Security vendor McAfee has published a fix for the definitions update that triggered a false positive and rendered XP SP3 systems unusable.
The definitions update, labeled as "5958 virus definition file" was released at 2.00 PM GMT+1 (6am Pacific Time) on Wednesday, April 21. This update incorrectly detects svchost.exe as malware. Problems resulting from this include:
- Continuous reboots
- Missing taskbar
- Loss in internet connectivity
In the past 24 hours, McAfee identified a new threat that impacts Windows PCs. Researchers worked diligently to address this threat that attacks critical Windows system executables and buries itself deep into a computer’s memory.
The research team created detection and removal to address this threat. The remediation passed our quality testing and was released with the 5958 virus definition file at 2.00 PM GMT+1 (6am Pacific Time) on Wednesday, April 21.
McAfee is aware that a number of customers have incurred a false positive error due to this release. We believe that this incident has impacted less than one half of one percent of our enterprise accounts globally and a fraction of that within the consumer base–home users of products such as McAfee VirusScan Plus, McAfee Internet Security Suite and McAfee Total Protection. That said, if you’re one of those impacted, this is a significant event for you and we understand that.
Our initial investigation indicates that the error can result in moderate to significant issues on systems running Windows XP Service Pack 3.The immediate impact on corporate users was lessened for corporations who kept a feature called “Scan Processes on Enable” in McAfee VirusScan Enterprise disabled, as it is by default, though those customers could also be impacted when running an on demand scan.

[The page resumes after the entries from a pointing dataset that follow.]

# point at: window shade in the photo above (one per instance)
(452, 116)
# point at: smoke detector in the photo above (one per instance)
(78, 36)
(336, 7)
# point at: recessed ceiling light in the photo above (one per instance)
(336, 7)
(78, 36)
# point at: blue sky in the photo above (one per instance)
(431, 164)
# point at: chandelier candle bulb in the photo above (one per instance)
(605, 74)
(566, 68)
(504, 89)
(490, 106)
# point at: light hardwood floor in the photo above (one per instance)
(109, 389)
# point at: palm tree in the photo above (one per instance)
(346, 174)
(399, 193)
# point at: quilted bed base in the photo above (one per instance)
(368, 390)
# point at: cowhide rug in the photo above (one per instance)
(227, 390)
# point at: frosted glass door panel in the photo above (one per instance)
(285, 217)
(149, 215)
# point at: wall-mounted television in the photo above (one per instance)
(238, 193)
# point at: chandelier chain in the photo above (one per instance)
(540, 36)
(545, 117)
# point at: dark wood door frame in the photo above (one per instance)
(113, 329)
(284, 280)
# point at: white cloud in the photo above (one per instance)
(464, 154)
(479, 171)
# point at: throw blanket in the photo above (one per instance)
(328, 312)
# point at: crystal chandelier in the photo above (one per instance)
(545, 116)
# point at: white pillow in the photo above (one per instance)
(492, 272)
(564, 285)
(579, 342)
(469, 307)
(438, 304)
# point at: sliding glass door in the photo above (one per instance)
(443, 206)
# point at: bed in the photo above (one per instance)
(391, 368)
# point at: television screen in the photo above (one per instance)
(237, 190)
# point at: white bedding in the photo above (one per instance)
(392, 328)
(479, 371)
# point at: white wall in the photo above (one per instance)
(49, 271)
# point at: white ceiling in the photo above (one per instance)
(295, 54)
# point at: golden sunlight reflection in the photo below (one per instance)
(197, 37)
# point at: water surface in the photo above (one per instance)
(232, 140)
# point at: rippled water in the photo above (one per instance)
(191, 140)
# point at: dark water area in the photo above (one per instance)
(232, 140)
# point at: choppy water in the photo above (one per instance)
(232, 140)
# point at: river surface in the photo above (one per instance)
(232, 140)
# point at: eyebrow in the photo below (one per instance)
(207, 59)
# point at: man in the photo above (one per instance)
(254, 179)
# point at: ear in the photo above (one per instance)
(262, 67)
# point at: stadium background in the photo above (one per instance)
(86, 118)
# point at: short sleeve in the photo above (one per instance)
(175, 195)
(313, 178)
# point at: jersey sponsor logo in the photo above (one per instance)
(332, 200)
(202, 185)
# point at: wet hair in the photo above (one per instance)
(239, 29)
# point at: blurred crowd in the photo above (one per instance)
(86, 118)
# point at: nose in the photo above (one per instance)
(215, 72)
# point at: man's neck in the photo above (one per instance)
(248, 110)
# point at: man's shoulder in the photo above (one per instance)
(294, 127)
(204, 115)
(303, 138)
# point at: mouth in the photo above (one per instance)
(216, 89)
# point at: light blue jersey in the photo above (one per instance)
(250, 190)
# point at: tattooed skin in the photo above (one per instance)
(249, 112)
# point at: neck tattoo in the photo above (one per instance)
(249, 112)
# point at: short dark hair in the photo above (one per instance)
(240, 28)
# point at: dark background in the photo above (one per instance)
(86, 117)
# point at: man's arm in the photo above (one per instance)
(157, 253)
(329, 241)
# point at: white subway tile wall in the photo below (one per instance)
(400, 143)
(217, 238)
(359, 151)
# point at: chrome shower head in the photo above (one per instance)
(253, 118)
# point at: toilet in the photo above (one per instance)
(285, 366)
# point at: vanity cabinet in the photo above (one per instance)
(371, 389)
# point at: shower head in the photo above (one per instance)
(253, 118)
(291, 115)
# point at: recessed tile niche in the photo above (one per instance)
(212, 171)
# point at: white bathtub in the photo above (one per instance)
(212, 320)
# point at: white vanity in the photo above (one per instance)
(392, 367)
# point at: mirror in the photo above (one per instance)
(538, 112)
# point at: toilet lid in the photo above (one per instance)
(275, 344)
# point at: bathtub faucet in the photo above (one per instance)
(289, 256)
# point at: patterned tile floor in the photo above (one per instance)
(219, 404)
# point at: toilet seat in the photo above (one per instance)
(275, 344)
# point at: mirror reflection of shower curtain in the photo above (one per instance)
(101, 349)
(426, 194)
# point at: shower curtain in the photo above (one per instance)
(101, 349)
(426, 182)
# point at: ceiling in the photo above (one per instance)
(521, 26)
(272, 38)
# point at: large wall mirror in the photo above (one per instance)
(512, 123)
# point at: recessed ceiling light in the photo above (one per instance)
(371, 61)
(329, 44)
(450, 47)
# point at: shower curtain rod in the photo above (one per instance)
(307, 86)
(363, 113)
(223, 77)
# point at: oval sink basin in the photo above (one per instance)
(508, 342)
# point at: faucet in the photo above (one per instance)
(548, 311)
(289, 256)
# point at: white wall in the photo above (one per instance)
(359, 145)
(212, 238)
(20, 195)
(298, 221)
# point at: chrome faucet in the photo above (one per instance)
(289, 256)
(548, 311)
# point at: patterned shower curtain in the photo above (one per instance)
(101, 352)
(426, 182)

The faulty update was removed from all McAfee download servers within hours, preventing any further impact on customers.
McAfee teams are working with the highest priority to support impacted customers. We have also worked swiftly and released an updated virus definition file (5959) within a few hours and are providing our customers detailed guidance on how to repair any impacted systems.

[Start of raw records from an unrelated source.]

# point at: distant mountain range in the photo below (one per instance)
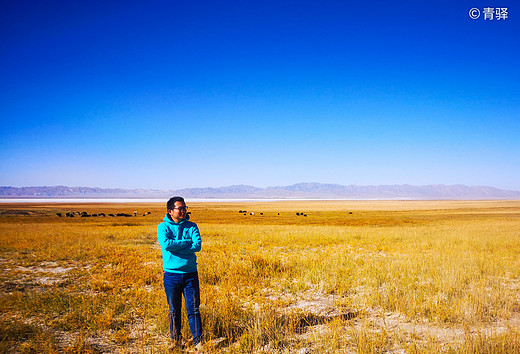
(295, 191)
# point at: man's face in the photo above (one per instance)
(178, 213)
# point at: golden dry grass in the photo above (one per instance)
(381, 276)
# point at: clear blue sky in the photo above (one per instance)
(173, 94)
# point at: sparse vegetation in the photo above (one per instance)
(350, 277)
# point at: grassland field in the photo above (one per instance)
(349, 277)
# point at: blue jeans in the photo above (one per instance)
(175, 285)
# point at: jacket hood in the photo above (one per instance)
(169, 220)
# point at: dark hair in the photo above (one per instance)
(171, 203)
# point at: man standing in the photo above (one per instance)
(179, 240)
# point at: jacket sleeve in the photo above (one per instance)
(168, 244)
(195, 241)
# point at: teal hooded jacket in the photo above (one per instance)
(179, 242)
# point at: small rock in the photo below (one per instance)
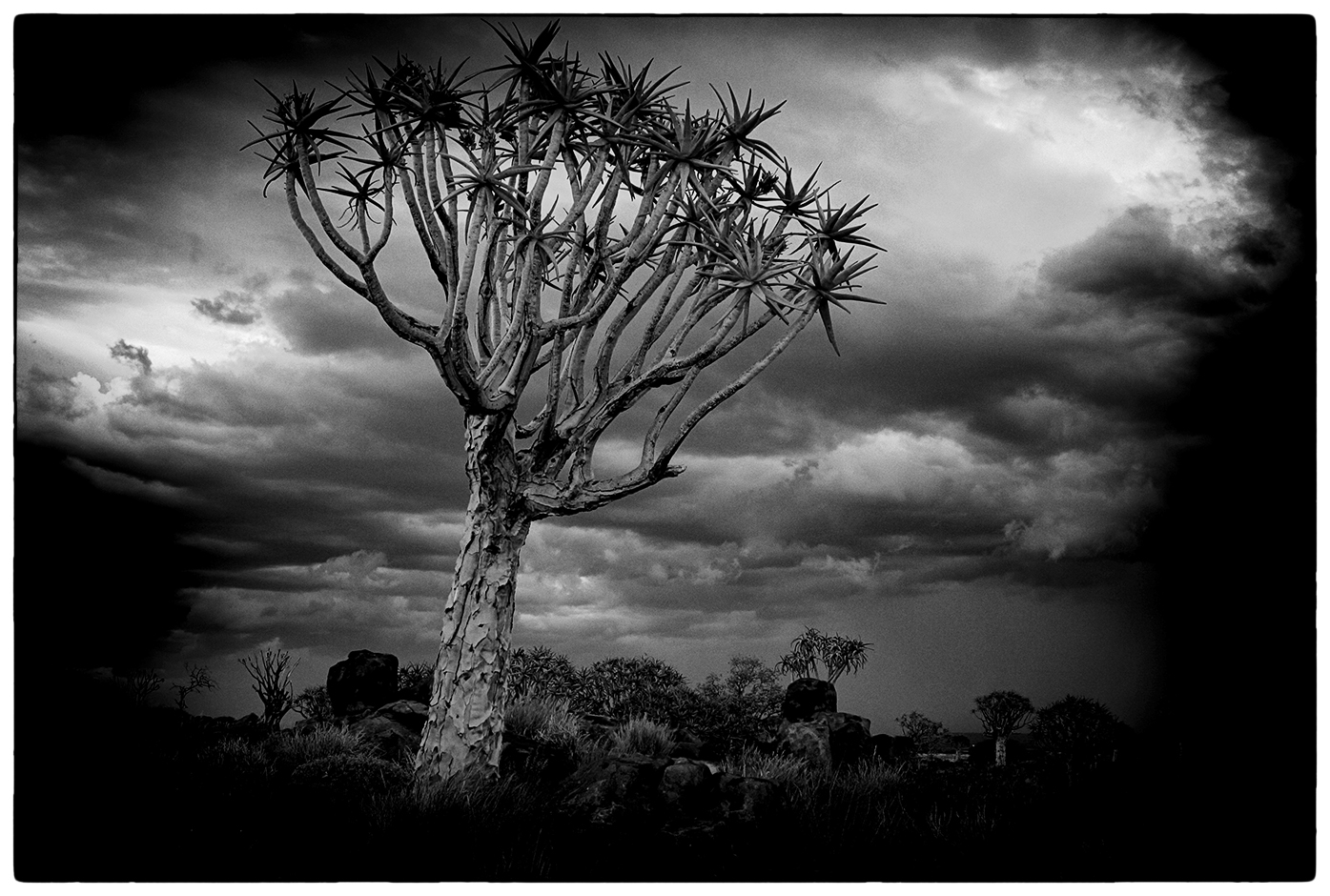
(808, 741)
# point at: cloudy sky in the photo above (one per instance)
(1097, 322)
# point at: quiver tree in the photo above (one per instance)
(835, 653)
(272, 673)
(1080, 730)
(1002, 713)
(926, 734)
(593, 248)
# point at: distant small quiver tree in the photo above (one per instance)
(1079, 730)
(198, 678)
(272, 673)
(926, 734)
(1002, 713)
(814, 654)
(593, 246)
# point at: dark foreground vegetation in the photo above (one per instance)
(148, 794)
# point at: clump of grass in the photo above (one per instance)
(773, 766)
(314, 743)
(542, 720)
(640, 734)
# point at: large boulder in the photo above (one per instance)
(536, 760)
(808, 741)
(362, 682)
(687, 785)
(747, 798)
(807, 697)
(620, 785)
(408, 714)
(848, 735)
(389, 738)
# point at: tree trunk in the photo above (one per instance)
(464, 727)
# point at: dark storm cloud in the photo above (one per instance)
(133, 356)
(229, 306)
(100, 211)
(1136, 262)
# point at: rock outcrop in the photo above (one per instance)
(807, 697)
(363, 681)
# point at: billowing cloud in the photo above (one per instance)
(1071, 218)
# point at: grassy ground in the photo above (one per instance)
(134, 799)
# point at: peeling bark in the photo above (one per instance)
(464, 726)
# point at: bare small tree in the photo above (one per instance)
(837, 654)
(198, 680)
(272, 673)
(141, 683)
(514, 189)
(1002, 713)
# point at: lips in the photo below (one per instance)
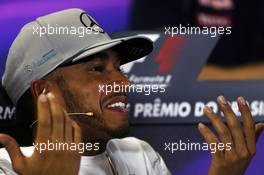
(118, 103)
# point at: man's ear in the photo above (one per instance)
(39, 86)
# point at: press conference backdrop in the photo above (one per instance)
(175, 64)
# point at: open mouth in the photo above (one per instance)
(118, 104)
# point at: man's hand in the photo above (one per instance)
(53, 125)
(242, 138)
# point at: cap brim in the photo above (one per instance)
(129, 48)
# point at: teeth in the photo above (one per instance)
(118, 104)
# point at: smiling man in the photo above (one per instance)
(53, 76)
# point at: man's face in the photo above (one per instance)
(82, 94)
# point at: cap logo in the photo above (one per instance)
(46, 57)
(89, 22)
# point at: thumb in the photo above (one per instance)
(259, 127)
(12, 148)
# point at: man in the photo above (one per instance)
(58, 77)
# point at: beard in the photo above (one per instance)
(93, 128)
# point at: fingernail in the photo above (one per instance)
(43, 98)
(208, 109)
(201, 125)
(242, 100)
(50, 95)
(222, 100)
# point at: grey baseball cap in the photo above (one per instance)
(57, 38)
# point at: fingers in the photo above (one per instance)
(233, 125)
(248, 125)
(44, 119)
(221, 129)
(210, 138)
(77, 132)
(53, 121)
(13, 149)
(58, 120)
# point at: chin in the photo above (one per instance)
(119, 131)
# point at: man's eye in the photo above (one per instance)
(98, 68)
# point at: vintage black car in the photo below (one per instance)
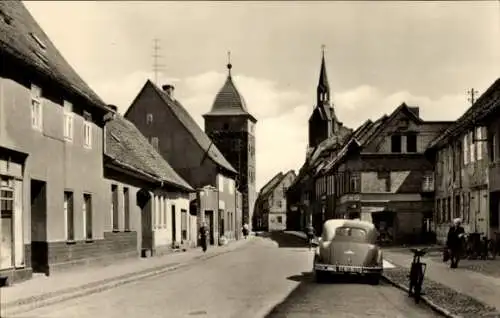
(348, 247)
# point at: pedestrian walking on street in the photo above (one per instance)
(310, 235)
(203, 237)
(454, 242)
(245, 230)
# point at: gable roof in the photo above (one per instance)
(127, 147)
(22, 38)
(485, 105)
(191, 126)
(271, 182)
(358, 138)
(408, 110)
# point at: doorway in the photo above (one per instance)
(209, 219)
(174, 232)
(39, 245)
(143, 199)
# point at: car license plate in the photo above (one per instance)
(348, 269)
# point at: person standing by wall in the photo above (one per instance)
(454, 242)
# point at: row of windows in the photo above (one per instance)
(68, 126)
(446, 212)
(341, 183)
(397, 143)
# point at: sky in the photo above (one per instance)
(378, 55)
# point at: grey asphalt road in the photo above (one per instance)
(268, 277)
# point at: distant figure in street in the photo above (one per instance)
(203, 237)
(245, 230)
(454, 242)
(310, 235)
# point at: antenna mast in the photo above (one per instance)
(472, 93)
(157, 67)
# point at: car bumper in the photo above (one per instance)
(348, 269)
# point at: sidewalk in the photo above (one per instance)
(481, 287)
(43, 290)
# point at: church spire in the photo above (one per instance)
(229, 65)
(323, 90)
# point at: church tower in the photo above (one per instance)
(232, 129)
(323, 122)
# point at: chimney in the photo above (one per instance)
(169, 89)
(415, 110)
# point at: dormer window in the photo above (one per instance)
(87, 130)
(38, 41)
(396, 143)
(68, 121)
(411, 143)
(36, 107)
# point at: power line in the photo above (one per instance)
(157, 67)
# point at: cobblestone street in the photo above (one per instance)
(269, 276)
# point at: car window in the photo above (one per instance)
(350, 233)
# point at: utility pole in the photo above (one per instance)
(157, 67)
(473, 94)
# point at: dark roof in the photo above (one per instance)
(485, 105)
(358, 138)
(192, 127)
(127, 147)
(229, 101)
(20, 35)
(271, 182)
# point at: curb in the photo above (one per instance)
(43, 300)
(440, 310)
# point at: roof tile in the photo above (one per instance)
(22, 38)
(190, 124)
(126, 146)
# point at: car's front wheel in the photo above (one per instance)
(320, 276)
(374, 279)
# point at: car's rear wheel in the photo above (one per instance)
(374, 279)
(320, 276)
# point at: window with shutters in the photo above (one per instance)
(466, 149)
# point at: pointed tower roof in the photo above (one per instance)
(323, 78)
(229, 101)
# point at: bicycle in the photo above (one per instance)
(488, 249)
(417, 273)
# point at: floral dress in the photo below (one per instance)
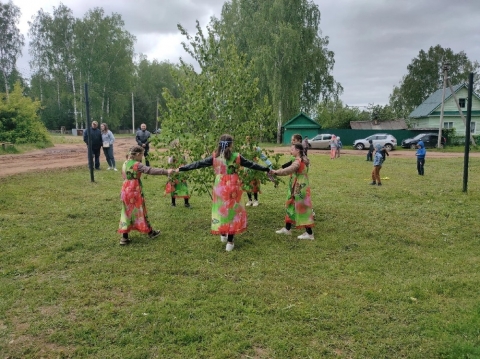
(133, 215)
(228, 212)
(298, 206)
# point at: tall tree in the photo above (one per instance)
(11, 40)
(52, 47)
(105, 59)
(283, 39)
(222, 98)
(151, 78)
(425, 76)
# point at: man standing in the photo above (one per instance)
(143, 139)
(96, 138)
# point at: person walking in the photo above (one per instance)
(96, 140)
(133, 215)
(339, 146)
(107, 145)
(421, 153)
(333, 147)
(229, 216)
(370, 151)
(298, 206)
(143, 139)
(377, 165)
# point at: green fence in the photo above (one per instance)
(349, 136)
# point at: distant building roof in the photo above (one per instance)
(433, 101)
(398, 124)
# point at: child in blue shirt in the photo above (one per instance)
(421, 153)
(377, 165)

An apology is all well and good, but the fact that yet again we see that a security vendor can push updates to customers that can disable PCs shows that there's a serious problem with how these firms go about testing updates before letting them free into the wild. The impact that this problem will have had on affected users is great, and represents greater disruption that most malware would present.
If these firms want the trust of being able to push updates to systems that can potentially cripple systems, we as customers need far greater transparency as to what testing is done on definitions before they are released.